Those three "blind" indices have been in FOP's codebase since the
addition of CID subsets in 2001:
http://svn.apache.org/viewvc/xmlgraphics/fop/trunk/src/org/apache/fop/render/pdf/fonts/MultiByteFont.java?r1=194167&r2=194168&pathrev=195822&

Funny that something like this shows up after so much time.

Anyway, since we only need to embed a .notdef as index 0 and the glyphs
we really need I think it is safe to remove the fixed indices 1 and
2 since this whole thing then seems to work for both kinds of fonts.
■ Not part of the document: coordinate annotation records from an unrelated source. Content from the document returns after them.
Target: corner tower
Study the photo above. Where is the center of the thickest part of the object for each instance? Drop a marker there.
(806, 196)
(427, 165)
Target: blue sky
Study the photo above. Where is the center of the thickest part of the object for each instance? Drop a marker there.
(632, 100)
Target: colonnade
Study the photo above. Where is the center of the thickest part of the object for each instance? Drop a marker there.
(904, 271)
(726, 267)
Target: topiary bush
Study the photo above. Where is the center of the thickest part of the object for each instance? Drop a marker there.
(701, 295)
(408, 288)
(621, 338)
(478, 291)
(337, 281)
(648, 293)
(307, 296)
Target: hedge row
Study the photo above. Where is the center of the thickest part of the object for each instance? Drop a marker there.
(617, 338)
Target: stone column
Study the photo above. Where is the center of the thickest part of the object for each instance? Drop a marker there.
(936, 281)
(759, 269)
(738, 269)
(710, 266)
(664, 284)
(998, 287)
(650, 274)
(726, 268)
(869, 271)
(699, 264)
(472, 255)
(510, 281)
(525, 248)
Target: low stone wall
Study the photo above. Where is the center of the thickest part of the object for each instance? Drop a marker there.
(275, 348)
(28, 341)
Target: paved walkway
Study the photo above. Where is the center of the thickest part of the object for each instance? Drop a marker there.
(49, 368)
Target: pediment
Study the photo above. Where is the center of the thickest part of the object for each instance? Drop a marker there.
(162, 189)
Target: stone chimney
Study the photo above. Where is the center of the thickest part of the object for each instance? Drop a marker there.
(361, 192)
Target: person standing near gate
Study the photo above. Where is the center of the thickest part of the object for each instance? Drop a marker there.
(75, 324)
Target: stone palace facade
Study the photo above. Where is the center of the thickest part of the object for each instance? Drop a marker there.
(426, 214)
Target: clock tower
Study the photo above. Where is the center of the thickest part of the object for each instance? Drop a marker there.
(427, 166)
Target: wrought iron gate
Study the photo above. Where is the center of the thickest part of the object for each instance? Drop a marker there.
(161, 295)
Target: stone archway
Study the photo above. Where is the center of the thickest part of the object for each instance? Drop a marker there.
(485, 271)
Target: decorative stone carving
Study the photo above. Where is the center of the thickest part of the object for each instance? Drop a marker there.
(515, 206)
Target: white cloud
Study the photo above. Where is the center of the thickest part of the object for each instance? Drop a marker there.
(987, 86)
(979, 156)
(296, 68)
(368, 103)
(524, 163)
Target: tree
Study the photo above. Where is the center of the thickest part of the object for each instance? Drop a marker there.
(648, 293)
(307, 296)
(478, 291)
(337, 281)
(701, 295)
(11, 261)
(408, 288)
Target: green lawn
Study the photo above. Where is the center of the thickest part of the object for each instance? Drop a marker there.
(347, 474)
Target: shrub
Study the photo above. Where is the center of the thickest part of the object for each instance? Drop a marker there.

I'd say, put your patch in Bugzilla!

On 17.03.2011 17:27:22 mehdi houshmand wrote:
> Hi Guys,
> 
> I found an issue with a True Type Font in PDF, I have attached a PDF
> with the possible bug (buggy.pdf) and with my "fix" (fixed.pdf). The
> issue is that if you copy/paste the text from the normal-weighted font
> (top line) of the PDF, the " " (space) and "!" (exclamation mark)
> characters are mapped to unicode index \uFFFF.
> 
> Initially I thought this was a bug in the font, so I looked at the
> "cmap" table in the font to see what unicode index these glyphs were
> mapped to, and I found that they were the 2nd and 3rd entries in the
> "cmap" table. This tickled my curiosity because all the fonts I
> remember (and I checked a couple to be sure) have the first 3 glyphs
> mapped to \u0000 or \uFFFF and in their CID is .notdef. The BOLD
> version of the same font (in both PDFs) works fine, and as expected
> the first 3 glyphs are mapped to \uFFFF, \u0000 and \u0000
> respectively.
> 
> I also checked the code-base and in o.a.f.fonts.CIDSubset has the
> following lines of code:
> 
>     /**
>      * Adds the initial 3 glyphs which are the same for all CID subsets.
>      */
>     public void setupFirstThreeGlyphs() {
>         // Make sure that the 3 first glyphs are included
>         usedGlyphs.put(new Integer(0), new Integer(0));
>         usedGlyphsIndex.put(new Integer(0), new Integer(0));
>         usedGlyphsCount++;
>         usedGlyphs.put(new Integer(1), new Integer(1));
>         usedGlyphsIndex.put(new Integer(1), new Integer(1));
>         usedGlyphsCount++;
>         usedGlyphs.put(new Integer(2), new Integer(2));
>         usedGlyphsIndex.put(new Integer(2), new Integer(2));
>         usedGlyphsCount++;
>     }
> 
> So I checked the specification and no where does it suggest that the
> first THREE are reserved, it does however say that CID 0 should be
> .notdef. (see quote below, p340 of PDF spec).
> 
> "Every CIDFont must contain a glyph description for CID 0, which is
> analogous to the .notdef character name in simple fonts (see “Handling
> Undefined Characters” on page 355)."
> 
> My question is this, is this a FOP bug or is this a bug in the font
> we're using? If it's a fop bug, I'd be more than happy to fix it
> (delete the 6 lines and change the method name). If, however, it's a
> font bug, then which spec should I be looking at? What is the bug? I
> should also mention, that I started with the TTF spec and this doesn't
> suggest that any glyphs are reserved.
> 
> Any help on this would very much be appreciated,
> 
> Mehdi




Jeremias Maerki